Wednesday, March 7, 2012

Hadoop Apache Avro Data Serialization


Merced Systems, Inc., the company I work at,  hosted a great meet up with Scott Carey as a guest speaker. 

http://www.meetup.com/MRDesignPattern/

We went though the general concepts and tip/trick about avro

Here is the general outline of the meeting:

What is Avro?




Avro is a  serialization framework developed within Apache's Hadoop project. It uses JSON for defining data types and protocols, and serializes data in a compact binary format.

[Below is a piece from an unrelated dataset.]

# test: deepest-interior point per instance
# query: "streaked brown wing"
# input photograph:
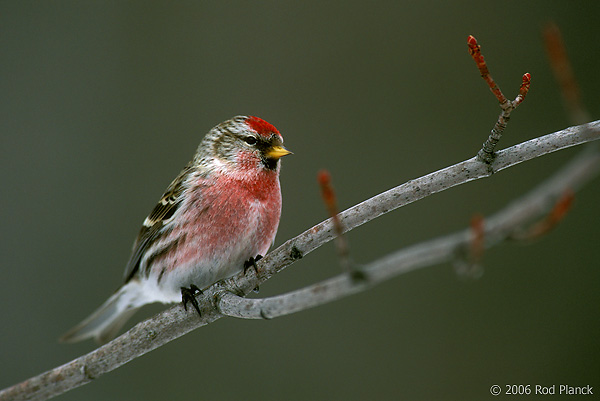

Its primary use is in Apache Hadoop, where it can provide both a serialization format for persistent data.
Avro provides good way to convert unstructured and semi-structured data into a structured way using schemas




The Avro schema used to write data is required to be available when reading it.
● Fields are not tagged
  • ○  More compact
  • ○  Potentially faster
    ● Code generation is optional.
  • ○  Simple implementations can read and write data
  • ○  Dynamic, discoverable RPC is also possible (but not implemented)
    Schema storage explicitly or by reference required. 


    The compression is awesome!!!


    class Card {
      int number; //ace = 1, king = 13
      Suit suit;
    
    }
    enum Suit {

      SPADE, HEART, DIAMOND, CLUB;
    }
    
    Java Heap: 24 bytes (32 bit JVM) to 32 bytes Avro binary: 2 bytes

    Card card = new Card();
    card.number = 1;
    card.suit = Suit.SPADE;
    
    Avro binary: 0x02 0x00
    First byte: the integer 1, encoded
    Second byte: the ordinal of the Suit enum (0), encoded


    Go Avro!!!!